To find out more about helping test the Indicator Application Menu Support and read the article in full go to:

http://www.jonobacon.org/2010/05/28/...-menu-support/

*In The Press*

*Ubuntu 10.04 LTS: Lucid Lynx Benchmarked And Reviewed*

Yet another 10.04 review, this one pits the previous 8.04 LTS against 10.04 and the progress that Canonical has achieved shines through.

Adam Overa at Tom's Hardware writes a very detailed review of Ubuntu 10.04. He specifically compares it against 8.04, Hardy Heron, which was the Ubuntu release that converted him to full-time Linux use and to Ubuntu, specifically. Adam gives information on the methodology used to test both the 64-bit and 32-bit desktops.
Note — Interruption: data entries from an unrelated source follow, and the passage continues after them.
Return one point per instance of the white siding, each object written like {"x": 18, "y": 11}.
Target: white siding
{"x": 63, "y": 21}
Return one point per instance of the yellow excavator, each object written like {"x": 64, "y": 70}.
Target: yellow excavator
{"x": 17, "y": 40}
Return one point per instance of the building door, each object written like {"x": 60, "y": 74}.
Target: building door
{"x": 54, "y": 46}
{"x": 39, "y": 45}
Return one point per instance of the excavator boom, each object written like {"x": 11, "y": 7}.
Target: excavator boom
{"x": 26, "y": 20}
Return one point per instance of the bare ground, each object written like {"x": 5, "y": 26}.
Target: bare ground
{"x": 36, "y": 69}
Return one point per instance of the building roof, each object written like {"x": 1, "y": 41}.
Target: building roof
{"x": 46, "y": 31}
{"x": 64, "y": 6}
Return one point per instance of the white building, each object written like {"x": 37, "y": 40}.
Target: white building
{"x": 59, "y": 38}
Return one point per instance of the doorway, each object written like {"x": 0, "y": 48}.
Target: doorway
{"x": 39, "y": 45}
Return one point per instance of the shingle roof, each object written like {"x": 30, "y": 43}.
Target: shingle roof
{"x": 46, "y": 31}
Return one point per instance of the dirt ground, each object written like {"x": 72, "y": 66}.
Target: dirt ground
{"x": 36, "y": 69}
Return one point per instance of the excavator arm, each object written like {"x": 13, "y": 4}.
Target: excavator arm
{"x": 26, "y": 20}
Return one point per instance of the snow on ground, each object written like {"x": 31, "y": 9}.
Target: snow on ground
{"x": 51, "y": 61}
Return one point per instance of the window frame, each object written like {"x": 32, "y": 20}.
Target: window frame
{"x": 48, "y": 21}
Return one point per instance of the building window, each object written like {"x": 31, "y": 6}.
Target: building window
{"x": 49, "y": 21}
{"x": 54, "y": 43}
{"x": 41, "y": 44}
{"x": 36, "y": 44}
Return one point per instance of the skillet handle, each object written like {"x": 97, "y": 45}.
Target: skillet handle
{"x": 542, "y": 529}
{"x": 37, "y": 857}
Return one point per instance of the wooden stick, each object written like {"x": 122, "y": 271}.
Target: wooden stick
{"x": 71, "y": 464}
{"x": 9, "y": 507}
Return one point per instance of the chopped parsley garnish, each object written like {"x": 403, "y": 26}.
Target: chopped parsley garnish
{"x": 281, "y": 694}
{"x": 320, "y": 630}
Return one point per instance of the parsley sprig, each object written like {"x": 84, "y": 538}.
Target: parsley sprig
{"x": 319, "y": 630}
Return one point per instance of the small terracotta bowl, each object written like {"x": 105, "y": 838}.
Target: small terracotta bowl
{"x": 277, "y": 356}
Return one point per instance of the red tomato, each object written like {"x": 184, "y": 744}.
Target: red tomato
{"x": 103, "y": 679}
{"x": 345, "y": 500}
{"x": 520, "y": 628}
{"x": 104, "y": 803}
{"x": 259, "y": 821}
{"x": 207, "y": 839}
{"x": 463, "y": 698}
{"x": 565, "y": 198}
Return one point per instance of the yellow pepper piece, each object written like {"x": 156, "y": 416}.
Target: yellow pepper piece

The first thing covered is the Ubuntu Software Center, where Adam sees some improvements to the Ubuntu Software Center in Karmic (which he very much did not like), however, feels like there are still things that he misses from Add/Remove Programs. Next he moves onto covering the new changes to Ubuntu, including the panel indicators, F-Spot instead of The GIMP, split panes in Nautilus, Gwibber, PiTiVi, and the Ubuntu One Music store. He continues to talk about the look and feel with the new Ambiance and Radiance themes, re-branding of Ubuntu, and the window controls on the left.

After this information about the changes in Lucid, Adam gives an overview to what he experienced and saw with the various test systems. He tested 64-bit & 32-bit on desktops. He also tested using a notebook and even installed Ubuntu Netbook Edition on a netbook. Finally, he tested running the system off a USB stick.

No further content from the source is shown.